If a custom projection was desired, the original images would probably be used (to avoid losses due to repeated projection), re-projecting (mProject) them as desired but using the standard background correction parameters from the database instead of the background modeling described above.

 

Use Case III - Science Product Generation

The Galactic Legacy Infrared Midplane Survey Extraordinaire (GLIMPSE) will use the Space Infra Red Telescope Facility (SIRTF) Infra Red Array Camera (IRAC) (http://sirtf.caltech.edu/technology/irac.shtml) to survey approximately 220 square degrees of the Galactic plane, covering a latitude range of ± 1°, and a longitude range of abs(l)=10-65°. GLIMPSE will be a confusion-limited survey of the Galactic Plane in the four IRAC bands. The survey will produce several hundred GB of data in the form of catalogs and images, which will be delivered to the SIRTF Science Center for dissemination to the entire astronomical community. The GLIMPSE project requires a mosaic engine that is portable, uses only standard astronomy packages, is highly scalable and is easy to fine-tune. These are the goals of Montage, which is therefore a serious candidate for GLIMPSE processing.

In this case, the input data set is not one of the data sets being used for Montage development and testing and the processing will be run on a custom cluster of processing engines (using home-grown pipeline executive code). The Montage modules are meant to be flexible enough to accommodate any FITS image, so the same paradigm as described in Use Case I should work.

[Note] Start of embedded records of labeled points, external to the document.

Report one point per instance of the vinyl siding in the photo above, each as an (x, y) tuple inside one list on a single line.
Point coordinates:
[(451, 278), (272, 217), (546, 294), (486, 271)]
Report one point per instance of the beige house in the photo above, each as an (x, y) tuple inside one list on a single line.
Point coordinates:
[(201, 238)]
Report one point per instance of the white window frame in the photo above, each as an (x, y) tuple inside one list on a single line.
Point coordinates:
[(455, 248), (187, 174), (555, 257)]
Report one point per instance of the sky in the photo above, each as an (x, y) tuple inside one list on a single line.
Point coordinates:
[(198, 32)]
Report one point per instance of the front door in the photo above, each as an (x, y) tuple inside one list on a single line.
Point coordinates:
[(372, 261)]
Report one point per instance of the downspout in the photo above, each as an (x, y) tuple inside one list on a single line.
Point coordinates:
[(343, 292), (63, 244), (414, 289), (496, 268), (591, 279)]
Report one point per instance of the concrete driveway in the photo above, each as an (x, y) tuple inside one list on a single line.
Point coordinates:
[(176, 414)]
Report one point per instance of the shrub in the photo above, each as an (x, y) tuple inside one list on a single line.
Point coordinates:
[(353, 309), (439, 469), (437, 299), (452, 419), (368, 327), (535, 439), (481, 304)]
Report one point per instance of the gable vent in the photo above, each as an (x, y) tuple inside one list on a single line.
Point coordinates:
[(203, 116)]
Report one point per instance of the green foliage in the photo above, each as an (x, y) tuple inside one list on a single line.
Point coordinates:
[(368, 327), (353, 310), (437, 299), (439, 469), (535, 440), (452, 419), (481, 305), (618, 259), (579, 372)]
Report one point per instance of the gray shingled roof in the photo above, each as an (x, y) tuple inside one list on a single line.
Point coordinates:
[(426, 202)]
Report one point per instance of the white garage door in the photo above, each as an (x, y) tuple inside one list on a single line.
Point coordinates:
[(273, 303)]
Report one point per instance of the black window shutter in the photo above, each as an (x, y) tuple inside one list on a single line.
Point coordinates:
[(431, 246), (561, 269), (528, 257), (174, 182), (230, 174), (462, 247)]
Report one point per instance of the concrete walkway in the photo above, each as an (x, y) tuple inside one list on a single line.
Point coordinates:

Here, however, the user would probably opt for writing their own executive logic rather than using the mProjExec, mDiffExec, mFitExec, and mBgExec modules (which are simple constructs in any case) and manage parallelization themselves (or using off-the-shelf tools such as Condor). Only the executive logic needs customization: the processing modules will be used as delivered. The Montage User’s Guide will give a complete description of how users can build their own executives.

 

Use Case IV - Outreach

Large-scale image mosaics are useful in promoting general interest in infrared astronomy through their use in local image galleries as well as the development of posters, pamphlets, and other media for both the general public and educators. Mosaics showing data at multiple wavelengths on a common projection, spatial scales, etc., exert a powerful influence on the imagination, especially when made part of a larger permanent display at a museum or planetarium. Access to Montage will allow production of large scale images from multiple data sets that would otherwise be very labor-intensive to accomplish.

Since such images will need to be on a common scale, much the same processing should be used as in Use Case I. Not all of these images will be mosaics, however. Some will be simple re-projections of existing images to put them all on the same scale. This can be done by running them individually through mProject.